The substudy involved 328 antiretroviral-naive people (mostly men, 49% white) without cardiovascular disease or diabetes. No one was taking lipid-lowering drugs. There was 106 people in the raltegravir arm, 109 in the atazanavir arm, and 113 in the darunavir arm. Before treatment began and at week 96, everyone had a DEXA scan to measure limb (legs and arms) fat, trunk fat, and lean mass, and everyone had abdominal CT scan for visceral and subcutaneous abdominal fat. The researchers also measured various markers of inflammation, coagulation, and immune activation at baseline and again at week 96.
At study week 96, median limb fat, subcutaneous (SAT), visceral fat (VAT), trunk fat, and lean mass increased significantly in all study arms (8.2%, 10.9%, 13.9%, 11.4%, and 1.3%, P < 0.001). No fat changes differed significantly between the combined PI arms and the raltegravir arm. Similar proportions of study participants lost 10% or more limb fat through 96 weeks--18% on raltegravir and 16% in each of the PI arms. Only 6% to 8% of participants lost more than 20% of limb fat through 96 weeks, with no big differences between study arms. This shows that lipoatrophy is not as common as it used to be but a minority of patients still experience it (previous studies showed that some people may have a genetic predisposition to lipoatrophy).

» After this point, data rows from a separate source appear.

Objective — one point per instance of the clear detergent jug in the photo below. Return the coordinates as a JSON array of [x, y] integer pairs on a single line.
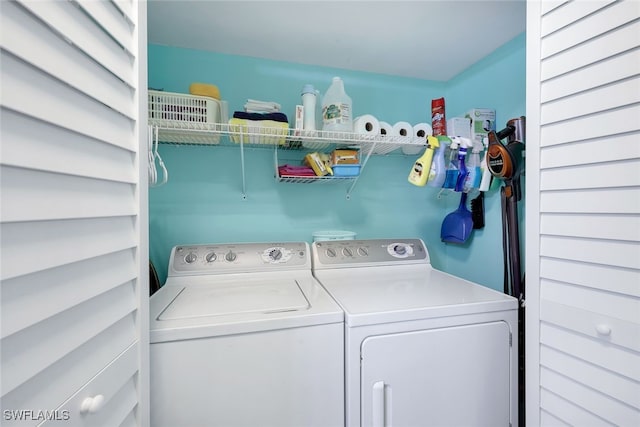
[[336, 108]]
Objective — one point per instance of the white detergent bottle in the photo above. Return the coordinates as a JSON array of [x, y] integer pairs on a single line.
[[473, 178], [438, 170], [336, 108]]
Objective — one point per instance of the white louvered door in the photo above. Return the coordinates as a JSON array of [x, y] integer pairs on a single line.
[[74, 251], [583, 213]]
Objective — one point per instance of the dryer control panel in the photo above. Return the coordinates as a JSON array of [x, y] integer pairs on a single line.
[[336, 253], [238, 257]]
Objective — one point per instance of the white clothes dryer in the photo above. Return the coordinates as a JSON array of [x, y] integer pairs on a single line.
[[243, 335], [422, 347]]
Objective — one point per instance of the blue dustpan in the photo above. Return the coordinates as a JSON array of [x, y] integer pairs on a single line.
[[457, 226]]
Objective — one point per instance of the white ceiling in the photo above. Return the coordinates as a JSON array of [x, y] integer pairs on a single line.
[[433, 40]]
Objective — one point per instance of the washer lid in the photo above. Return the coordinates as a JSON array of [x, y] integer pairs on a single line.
[[236, 298]]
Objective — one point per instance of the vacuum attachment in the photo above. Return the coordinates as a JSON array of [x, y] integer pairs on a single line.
[[477, 211], [507, 161]]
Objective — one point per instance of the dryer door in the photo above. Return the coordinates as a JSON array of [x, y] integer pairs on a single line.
[[450, 376]]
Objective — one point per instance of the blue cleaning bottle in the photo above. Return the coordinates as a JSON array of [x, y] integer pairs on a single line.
[[475, 175], [463, 171], [453, 171], [438, 169]]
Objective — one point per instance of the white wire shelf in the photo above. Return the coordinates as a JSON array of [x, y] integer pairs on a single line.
[[178, 132], [314, 179]]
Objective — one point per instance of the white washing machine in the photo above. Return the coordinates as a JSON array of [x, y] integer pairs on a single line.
[[243, 335], [422, 347]]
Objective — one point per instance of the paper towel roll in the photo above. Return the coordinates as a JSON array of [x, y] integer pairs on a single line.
[[386, 129], [402, 129], [422, 130], [366, 124], [405, 129]]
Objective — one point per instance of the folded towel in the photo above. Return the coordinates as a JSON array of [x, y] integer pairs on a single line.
[[256, 106], [204, 89], [289, 170], [276, 117], [258, 131]]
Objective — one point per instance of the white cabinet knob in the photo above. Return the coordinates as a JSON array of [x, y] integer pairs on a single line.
[[92, 405], [603, 329]]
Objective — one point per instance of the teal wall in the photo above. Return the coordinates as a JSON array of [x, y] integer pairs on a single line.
[[497, 81], [202, 202]]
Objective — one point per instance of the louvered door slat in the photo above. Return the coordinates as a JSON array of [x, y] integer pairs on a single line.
[[47, 147], [73, 25], [57, 57], [74, 256], [583, 213]]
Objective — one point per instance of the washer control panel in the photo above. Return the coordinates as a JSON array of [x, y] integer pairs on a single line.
[[238, 257], [340, 252]]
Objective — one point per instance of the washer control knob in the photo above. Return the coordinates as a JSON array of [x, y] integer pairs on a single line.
[[275, 254], [190, 258], [400, 249], [347, 252]]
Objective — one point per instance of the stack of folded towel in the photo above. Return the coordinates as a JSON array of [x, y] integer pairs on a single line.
[[255, 106], [276, 117], [289, 170]]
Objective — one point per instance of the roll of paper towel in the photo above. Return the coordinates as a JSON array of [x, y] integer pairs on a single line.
[[420, 133], [402, 129], [414, 145], [366, 125], [386, 129], [422, 130]]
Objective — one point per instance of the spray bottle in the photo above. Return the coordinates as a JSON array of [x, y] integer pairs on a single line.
[[473, 165], [420, 171], [438, 169], [485, 182], [463, 172]]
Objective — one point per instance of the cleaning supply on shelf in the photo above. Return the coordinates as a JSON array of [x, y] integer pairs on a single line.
[[289, 170], [453, 170], [438, 117], [464, 144], [483, 120], [309, 95], [204, 89], [473, 165], [458, 225], [487, 177], [419, 174], [318, 163], [344, 156], [462, 167], [438, 168], [337, 108]]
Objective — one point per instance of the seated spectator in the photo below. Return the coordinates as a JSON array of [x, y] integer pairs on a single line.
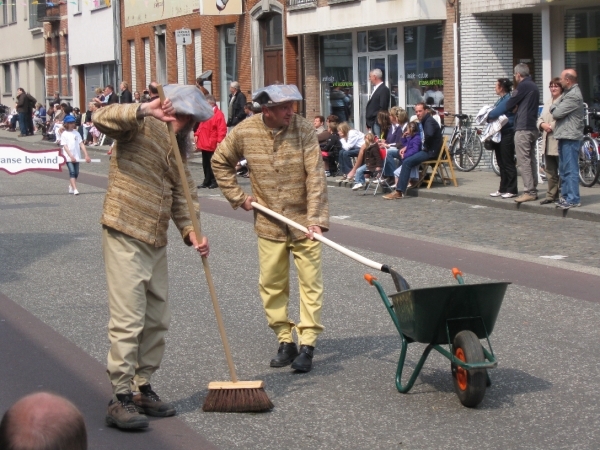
[[430, 149], [325, 135], [385, 124], [412, 147], [43, 421], [395, 140], [352, 141], [373, 161], [40, 116], [330, 150], [319, 123]]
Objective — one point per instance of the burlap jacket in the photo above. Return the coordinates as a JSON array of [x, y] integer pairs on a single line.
[[144, 188], [286, 173]]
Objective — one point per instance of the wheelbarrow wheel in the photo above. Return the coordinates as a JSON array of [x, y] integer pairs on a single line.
[[469, 384]]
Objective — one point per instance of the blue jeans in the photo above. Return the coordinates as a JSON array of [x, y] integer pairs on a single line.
[[23, 123], [345, 162], [389, 165], [360, 174], [568, 169], [73, 169], [407, 164]]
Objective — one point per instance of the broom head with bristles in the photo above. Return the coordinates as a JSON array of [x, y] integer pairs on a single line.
[[243, 396]]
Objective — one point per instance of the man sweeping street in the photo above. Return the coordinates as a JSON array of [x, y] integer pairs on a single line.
[[287, 176], [144, 193]]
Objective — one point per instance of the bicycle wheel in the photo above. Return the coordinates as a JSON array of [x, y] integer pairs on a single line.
[[469, 154], [588, 162], [495, 166]]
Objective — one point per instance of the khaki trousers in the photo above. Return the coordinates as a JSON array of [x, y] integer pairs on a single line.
[[525, 151], [274, 286], [137, 279]]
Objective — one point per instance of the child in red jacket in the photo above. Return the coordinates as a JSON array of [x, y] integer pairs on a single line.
[[208, 135]]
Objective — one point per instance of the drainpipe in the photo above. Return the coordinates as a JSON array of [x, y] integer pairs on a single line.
[[116, 7]]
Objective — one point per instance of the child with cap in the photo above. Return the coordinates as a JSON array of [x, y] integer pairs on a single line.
[[72, 145]]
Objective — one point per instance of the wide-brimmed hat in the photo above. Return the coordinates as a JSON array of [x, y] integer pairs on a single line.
[[277, 94], [188, 100]]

Lean mass rose more with atazanavir than with darunavir, 2.0% versus 1.2% (P = 0.05 but significance set at 0.025 in this study). People randomized to raltegravir also averaged a 2.0% gain in lean mass. The pooled PI group and the raltegravir group had similar 96-week changes in lean mass.
Body mass index climbed by 3% to 3.5% across study arms through 96 weeks, with no differences between arms. Higher levels of pretreatment inflammatory markers were linked to increased peripheral fat and lean body mass, but not central fat.

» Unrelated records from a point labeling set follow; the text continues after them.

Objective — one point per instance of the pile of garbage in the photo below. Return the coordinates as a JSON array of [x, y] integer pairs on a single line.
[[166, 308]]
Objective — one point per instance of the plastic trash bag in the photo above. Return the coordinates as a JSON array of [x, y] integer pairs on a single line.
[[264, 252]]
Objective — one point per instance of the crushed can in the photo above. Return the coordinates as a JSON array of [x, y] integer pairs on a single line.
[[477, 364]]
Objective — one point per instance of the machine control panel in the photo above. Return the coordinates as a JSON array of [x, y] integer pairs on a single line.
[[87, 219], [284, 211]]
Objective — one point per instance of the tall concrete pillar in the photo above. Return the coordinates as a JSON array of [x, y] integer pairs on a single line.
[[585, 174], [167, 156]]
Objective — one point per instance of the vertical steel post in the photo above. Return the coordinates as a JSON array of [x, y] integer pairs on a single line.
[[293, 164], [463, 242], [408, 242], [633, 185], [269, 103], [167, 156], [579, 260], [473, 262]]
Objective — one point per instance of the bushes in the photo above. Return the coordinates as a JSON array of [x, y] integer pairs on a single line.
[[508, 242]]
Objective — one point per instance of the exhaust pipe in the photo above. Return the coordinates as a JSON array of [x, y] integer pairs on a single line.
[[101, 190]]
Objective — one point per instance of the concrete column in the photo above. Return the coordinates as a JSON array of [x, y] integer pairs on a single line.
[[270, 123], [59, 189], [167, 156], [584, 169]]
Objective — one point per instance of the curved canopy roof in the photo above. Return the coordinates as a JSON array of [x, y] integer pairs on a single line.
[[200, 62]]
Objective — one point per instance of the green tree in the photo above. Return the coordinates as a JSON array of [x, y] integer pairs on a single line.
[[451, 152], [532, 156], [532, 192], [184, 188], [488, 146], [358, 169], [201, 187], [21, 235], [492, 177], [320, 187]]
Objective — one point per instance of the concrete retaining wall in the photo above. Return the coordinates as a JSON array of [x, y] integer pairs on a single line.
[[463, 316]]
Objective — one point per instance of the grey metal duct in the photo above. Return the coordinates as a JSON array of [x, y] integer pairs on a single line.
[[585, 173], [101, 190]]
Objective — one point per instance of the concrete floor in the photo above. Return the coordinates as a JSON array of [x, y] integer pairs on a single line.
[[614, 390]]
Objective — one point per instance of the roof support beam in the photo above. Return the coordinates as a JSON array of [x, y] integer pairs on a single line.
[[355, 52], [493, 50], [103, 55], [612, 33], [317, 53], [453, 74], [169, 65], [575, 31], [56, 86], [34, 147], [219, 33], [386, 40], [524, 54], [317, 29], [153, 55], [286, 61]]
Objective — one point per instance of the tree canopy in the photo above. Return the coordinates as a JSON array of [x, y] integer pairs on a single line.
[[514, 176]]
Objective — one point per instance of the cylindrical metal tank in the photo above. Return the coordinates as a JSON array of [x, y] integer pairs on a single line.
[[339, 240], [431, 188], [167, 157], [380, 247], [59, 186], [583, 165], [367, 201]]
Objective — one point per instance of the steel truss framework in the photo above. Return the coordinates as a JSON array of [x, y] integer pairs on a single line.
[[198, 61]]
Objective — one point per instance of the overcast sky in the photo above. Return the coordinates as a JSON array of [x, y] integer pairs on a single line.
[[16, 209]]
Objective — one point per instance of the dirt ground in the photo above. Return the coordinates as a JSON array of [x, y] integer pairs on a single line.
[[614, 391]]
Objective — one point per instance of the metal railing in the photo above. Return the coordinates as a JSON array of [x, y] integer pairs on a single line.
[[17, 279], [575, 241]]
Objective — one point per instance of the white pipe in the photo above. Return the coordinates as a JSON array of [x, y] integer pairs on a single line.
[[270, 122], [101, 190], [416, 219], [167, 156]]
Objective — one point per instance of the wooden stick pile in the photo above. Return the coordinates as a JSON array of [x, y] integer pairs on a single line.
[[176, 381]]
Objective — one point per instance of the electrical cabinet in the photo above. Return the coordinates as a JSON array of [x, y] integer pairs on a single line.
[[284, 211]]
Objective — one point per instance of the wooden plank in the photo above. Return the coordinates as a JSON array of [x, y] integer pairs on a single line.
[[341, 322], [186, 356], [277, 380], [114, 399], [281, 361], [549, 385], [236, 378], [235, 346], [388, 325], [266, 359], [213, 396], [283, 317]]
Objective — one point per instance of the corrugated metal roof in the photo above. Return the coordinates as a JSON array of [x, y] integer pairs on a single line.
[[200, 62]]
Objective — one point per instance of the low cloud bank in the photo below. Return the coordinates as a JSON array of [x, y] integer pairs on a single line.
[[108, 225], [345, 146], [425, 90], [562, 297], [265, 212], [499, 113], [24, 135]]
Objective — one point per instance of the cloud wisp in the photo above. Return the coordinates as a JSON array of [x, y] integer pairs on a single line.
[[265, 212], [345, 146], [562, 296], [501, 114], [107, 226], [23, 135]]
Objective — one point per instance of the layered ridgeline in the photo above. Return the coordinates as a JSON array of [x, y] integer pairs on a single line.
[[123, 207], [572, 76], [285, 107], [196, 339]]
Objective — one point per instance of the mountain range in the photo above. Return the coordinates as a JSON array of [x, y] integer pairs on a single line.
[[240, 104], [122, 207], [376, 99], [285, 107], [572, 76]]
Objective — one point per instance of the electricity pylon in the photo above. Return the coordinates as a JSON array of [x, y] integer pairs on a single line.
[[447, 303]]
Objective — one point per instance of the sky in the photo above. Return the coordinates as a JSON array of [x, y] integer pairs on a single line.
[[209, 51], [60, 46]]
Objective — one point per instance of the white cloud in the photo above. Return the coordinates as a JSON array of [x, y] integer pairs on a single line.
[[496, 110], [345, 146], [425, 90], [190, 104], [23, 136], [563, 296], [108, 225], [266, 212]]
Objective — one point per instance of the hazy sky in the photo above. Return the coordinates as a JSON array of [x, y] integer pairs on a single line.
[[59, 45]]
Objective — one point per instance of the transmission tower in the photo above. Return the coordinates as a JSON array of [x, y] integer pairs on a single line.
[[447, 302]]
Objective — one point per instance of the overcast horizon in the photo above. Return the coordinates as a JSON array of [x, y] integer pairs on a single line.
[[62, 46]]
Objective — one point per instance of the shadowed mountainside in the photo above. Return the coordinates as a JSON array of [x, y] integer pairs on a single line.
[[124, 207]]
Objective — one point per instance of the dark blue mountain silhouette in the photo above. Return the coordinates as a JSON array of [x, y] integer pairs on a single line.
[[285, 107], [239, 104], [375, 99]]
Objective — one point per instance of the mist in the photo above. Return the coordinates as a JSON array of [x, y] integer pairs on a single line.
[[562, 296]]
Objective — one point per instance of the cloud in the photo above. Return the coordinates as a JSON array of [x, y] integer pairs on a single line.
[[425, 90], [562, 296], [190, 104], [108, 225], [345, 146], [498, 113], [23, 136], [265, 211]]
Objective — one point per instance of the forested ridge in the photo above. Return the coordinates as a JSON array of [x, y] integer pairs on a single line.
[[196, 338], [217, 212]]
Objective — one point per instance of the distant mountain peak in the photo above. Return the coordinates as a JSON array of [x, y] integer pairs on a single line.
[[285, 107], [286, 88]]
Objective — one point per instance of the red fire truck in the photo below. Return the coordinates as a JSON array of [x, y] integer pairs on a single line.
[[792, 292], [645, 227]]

I wish they had measured hormone levels like testosterone, estradiol and TSH. This could have unearthed potential different effects of each ARV treatment.
So, in conclusion, this sub-study found that:
(1)peripheral & central fat & lean body mass increased similarly regardless of which of the 3 ART regimens they were taking.
(2)"regardless of the treatment regimen people who started with the high viral load (>100,000) gained double or triple the amount of visceral fat"
(3) higher IL-6 (inflammation) was associated with greater gains in SA. Higher HIV viral load, IL-6 and D-dimer (inflammation), and lower CD4 were associated with greater gains in LBM
(4) 16-18% of study individuals experienced limb fat loss of >10% & 6-8% had >20% limb fat loss with no differences between the 3 ART regimens.
McComsey GA, Carlee Moser C, Currier JS, et al. Body composition changes after initiation of raltegravir or protease inhibitors. CROI 2015. February 23-26, 2015. Seattle, Washington. Abstract 140.
Note: I have some speculations about dietary and exercise changes that could lead to loss of visceral fat in men and women living with HIV related belly fat accumulation:
I hope this information helps. Unfortunately, it seems that there is no better or worse ARV regimen when it comes to VAT accumulation. In fact, this substudy destroys the perception that integrase inhibitors are more body-friendly than boosted protease inhibitors. High baseline HIV viral load is the main factor to avoid.